U.S. nuclear posture review deviates from peace, development: Chinese Foreign Ministry
The document released by the U.S. Department of Defense recently has been considered as the guiding principle for the future U.S. policy seeking enhanced nuclear deterrence.
Geng Shuang, Chinese Foreign Ministry spokesperson. [Photo: fmprc.gov.cn]
The Pentagon document focused on geopolitics and competition between major countries, stressed the role of nuclear weapons in security policies, and disregarded the call for nuclear disarmament, said Geng Shuang, the spokesperson of the Foreign Ministry at a regular news briefing.
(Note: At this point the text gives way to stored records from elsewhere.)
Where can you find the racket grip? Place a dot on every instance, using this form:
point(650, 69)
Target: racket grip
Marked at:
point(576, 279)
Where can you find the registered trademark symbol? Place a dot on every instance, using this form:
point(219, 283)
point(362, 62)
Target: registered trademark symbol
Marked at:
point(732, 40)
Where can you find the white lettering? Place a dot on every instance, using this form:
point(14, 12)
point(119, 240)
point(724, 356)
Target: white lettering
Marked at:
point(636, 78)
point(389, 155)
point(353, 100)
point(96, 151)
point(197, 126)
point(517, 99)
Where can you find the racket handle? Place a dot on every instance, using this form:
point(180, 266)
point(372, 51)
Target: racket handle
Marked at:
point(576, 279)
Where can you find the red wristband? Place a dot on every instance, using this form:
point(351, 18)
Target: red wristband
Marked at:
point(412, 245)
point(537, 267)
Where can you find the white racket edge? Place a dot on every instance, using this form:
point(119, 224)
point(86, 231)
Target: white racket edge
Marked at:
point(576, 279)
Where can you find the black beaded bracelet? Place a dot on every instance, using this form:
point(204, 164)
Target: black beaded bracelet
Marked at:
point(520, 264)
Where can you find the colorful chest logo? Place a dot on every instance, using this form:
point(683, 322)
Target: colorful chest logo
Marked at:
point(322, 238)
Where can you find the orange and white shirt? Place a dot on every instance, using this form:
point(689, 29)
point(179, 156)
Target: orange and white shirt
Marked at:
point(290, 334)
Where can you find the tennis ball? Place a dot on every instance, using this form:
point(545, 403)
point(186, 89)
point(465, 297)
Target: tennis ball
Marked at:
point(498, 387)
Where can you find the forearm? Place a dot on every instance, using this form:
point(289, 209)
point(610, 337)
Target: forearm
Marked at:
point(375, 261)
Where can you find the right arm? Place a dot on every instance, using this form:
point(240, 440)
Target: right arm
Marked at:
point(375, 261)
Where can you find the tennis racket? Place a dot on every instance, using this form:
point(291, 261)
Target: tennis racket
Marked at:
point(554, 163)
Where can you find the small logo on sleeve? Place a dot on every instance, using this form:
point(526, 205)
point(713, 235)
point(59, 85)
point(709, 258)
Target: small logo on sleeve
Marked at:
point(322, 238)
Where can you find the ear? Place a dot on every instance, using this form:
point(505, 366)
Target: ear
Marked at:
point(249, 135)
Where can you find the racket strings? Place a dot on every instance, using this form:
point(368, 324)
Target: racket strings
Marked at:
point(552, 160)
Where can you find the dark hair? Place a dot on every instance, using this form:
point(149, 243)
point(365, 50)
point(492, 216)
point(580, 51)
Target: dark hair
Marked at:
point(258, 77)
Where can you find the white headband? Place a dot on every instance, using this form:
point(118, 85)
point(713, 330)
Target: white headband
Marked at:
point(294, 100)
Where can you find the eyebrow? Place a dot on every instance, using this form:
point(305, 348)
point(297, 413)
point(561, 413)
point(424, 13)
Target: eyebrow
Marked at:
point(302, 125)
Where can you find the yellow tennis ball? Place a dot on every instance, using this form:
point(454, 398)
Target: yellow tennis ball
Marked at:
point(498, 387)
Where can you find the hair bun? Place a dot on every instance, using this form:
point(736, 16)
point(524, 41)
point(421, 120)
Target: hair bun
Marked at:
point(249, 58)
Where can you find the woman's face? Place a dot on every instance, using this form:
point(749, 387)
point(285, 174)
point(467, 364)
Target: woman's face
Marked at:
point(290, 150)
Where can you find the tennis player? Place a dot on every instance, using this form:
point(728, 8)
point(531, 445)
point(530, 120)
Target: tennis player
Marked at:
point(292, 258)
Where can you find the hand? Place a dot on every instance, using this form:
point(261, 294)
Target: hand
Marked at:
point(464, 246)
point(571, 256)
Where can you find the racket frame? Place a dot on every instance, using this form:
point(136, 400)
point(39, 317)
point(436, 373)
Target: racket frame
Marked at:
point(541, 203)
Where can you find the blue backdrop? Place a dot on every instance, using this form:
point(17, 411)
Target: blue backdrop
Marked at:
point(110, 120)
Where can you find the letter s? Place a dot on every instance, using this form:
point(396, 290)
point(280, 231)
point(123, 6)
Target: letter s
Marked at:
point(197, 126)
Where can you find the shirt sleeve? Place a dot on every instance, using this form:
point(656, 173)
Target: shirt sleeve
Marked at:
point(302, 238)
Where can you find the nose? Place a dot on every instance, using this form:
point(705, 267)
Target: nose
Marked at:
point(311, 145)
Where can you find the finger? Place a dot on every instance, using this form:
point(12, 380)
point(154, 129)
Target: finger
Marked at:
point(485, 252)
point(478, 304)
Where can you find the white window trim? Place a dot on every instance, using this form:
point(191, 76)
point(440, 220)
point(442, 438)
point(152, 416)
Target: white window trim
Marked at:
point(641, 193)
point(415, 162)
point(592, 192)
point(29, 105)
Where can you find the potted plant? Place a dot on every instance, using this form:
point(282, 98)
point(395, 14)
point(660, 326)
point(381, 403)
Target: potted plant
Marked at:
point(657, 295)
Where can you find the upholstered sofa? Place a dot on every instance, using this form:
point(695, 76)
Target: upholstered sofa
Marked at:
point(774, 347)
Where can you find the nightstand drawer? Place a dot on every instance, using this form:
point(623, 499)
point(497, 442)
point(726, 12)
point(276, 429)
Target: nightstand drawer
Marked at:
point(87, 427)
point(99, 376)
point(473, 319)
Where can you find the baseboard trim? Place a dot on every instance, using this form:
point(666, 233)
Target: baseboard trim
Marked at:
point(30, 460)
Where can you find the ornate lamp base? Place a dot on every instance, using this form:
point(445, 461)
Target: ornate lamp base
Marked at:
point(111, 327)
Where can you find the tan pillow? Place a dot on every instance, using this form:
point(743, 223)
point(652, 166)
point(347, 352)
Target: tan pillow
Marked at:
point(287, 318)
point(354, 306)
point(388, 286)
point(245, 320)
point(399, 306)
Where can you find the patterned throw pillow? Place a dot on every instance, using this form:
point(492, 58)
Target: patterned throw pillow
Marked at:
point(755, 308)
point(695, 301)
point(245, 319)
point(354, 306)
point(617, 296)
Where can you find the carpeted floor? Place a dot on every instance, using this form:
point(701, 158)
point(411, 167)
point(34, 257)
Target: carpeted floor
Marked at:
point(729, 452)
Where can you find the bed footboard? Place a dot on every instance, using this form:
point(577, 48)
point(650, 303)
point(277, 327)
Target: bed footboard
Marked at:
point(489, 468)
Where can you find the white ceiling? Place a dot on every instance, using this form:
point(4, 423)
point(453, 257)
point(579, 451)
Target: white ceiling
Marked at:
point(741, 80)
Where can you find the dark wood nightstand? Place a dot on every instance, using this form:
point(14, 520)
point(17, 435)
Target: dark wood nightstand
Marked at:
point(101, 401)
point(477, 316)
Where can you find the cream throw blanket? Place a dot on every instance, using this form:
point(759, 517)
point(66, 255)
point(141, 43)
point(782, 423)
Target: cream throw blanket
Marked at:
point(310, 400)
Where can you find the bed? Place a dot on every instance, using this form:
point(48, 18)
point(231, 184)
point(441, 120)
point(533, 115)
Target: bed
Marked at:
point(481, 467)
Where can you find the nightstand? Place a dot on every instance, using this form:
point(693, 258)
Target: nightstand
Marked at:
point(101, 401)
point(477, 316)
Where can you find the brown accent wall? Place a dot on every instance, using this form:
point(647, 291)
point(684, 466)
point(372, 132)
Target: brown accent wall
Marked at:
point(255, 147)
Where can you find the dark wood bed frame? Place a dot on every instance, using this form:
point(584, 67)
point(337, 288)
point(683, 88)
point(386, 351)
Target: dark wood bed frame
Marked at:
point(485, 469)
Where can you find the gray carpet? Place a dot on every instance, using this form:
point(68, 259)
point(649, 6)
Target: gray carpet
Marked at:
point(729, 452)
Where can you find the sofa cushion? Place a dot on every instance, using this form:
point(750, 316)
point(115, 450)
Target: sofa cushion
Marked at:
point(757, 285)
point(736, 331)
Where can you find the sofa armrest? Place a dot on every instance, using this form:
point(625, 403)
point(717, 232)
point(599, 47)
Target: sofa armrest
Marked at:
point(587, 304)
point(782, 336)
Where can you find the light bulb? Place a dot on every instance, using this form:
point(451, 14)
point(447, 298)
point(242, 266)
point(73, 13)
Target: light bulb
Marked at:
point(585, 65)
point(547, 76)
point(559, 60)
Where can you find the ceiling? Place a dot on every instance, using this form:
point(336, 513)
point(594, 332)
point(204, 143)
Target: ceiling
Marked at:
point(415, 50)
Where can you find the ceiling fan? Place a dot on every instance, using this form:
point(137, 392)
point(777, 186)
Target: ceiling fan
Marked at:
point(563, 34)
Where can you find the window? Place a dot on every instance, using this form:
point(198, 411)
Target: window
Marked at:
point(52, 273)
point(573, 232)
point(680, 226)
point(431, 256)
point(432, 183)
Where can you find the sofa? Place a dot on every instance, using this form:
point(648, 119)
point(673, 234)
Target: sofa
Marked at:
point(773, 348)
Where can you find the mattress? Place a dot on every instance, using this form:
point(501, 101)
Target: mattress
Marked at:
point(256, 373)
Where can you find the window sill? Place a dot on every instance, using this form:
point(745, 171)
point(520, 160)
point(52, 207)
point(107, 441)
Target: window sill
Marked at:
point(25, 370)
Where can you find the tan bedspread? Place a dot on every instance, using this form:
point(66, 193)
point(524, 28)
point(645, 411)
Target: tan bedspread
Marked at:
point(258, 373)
Referring to the fact that the United States owns the world's largest and most advanced nuclear arsenal, Geng said the U.S. move to increase its nuclear power would lead to a global strategic imbalance.
If the United States dropped the goal of protecting nuclear-free states, it would harm the process of the international nuclear disarmament, Geng said.
He said China actively promotes the building of a community of shared future and supports security views featuring cooperation and sustainable development.
China supports and advocates complete prohibition and thorough destruction of nuclear weapons, Geng said, adding that China adheres to the policy of no-first-use and undertakes not to use or threaten to use nuclear weapons against countries and regions without nuclear power.
China has never and will not participate in any form of nuclear arms race, and the above policies have remained unchanged since China first possessed nuclear weapons half a century ago, he said.
Any attempt to distort China's policies so as to make excuses for the expanding of the U.S. nuclear arsenal will be in vain, Geng said.
"We hope the U.S. side can abandon the outdated notions of Cold War mentality and the zero-sum game, bear its special role in nuclear disarmament, and take concrete action on global peace and stability," he said.